Evolutionary isolation of ryanodine receptor isoform 1 for muscle-based thermogenesis in mammals

Resting skeletal muscle generates heat for endothermy in mammals but not amphibians, while both use the same Ca²⁺-handling proteins and membrane structures to conduct excitation–contraction coupling apart from having different ryanodine receptor (RyR) isoforms for Ca²⁺ release. The sarcoplasmic reticulum (SR) generates heat following Adenosine triphosphate (ATP) hydrolysis at the Ca²⁺ pump, which is amplified by increasing RyR1 Ca²⁺ leak in mammals, subsequently increasing cytoplasmic [Ca²⁺] ([Ca²⁺]_cyto).

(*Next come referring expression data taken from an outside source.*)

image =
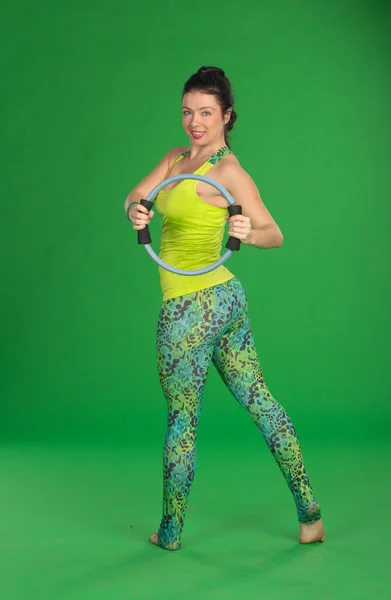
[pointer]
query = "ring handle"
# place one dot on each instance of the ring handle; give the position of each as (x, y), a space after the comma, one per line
(233, 243)
(143, 235)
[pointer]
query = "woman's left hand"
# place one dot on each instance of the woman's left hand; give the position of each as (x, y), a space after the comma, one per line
(240, 228)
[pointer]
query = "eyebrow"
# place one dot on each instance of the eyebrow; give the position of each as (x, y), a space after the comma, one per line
(202, 107)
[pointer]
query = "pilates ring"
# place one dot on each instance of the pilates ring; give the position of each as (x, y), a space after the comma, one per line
(144, 237)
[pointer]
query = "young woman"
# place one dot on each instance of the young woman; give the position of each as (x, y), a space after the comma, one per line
(204, 318)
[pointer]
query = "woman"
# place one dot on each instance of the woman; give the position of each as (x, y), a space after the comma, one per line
(204, 318)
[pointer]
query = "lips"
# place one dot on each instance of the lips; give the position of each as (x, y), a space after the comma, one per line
(197, 135)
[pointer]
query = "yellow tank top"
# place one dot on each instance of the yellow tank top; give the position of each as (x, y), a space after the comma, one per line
(192, 234)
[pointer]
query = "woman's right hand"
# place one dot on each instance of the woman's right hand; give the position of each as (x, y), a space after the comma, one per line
(140, 216)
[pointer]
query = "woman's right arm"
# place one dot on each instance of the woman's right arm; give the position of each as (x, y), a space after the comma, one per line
(138, 214)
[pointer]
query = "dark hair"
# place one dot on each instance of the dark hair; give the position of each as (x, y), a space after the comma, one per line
(212, 80)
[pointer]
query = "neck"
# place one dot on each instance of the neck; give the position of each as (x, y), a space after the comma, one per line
(200, 152)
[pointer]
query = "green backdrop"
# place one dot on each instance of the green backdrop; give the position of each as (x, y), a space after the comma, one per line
(91, 101)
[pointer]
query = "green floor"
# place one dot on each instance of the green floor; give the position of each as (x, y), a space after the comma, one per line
(75, 524)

For thermogenesis to be functional, rising [Ca²⁺]_cyto must not interfere with cytoplasmic effectors of the sympathetic nervous system (SNS) that likely increase RyR1 Ca²⁺ leak; nor should it compromise the muscle remaining relaxed. To achieve this, Ca²⁺ activated, regenerative Ca²⁺ release that is robust in lower vertebrates needs to be suppressed in mammals. However, it has not been clear whether: i) the RyR1 can be opened by local increases in [Ca²⁺]_cyto; and ii) downstream effectors of the SNS increase RyR Ca²⁺ leak and subsequently, heat generation. By positioning amphibian and malignant hyperthermia-susceptible human-skinned muscle fibers perpendicularly, we induced abrupt rises in [Ca²⁺]_cyto under identical conditions optimized for activating regenerative Ca²⁺ release as Ca²⁺ waves passed through the junction of fibers. Only mammalian fibers showed resistance to rising [Ca²⁺]_cyto, resulting in increased SR Ca²⁺ load and leak. Fiber heat output was increased by cyclic adenosine monophosphate (cAMP)-induced RyR1 phosphorylation at Ser2844 and Ca²⁺ leak, indicating likely SNS regulation of thermogenesis. Thermogenesis occurred despite the absence of SR Ca²⁺ pump regulator sarcolipin. Thus, evolutionary isolation of RyR1 provided increased dynamic range for thermogenesis with sensitivity to cAMP, supporting endothermy.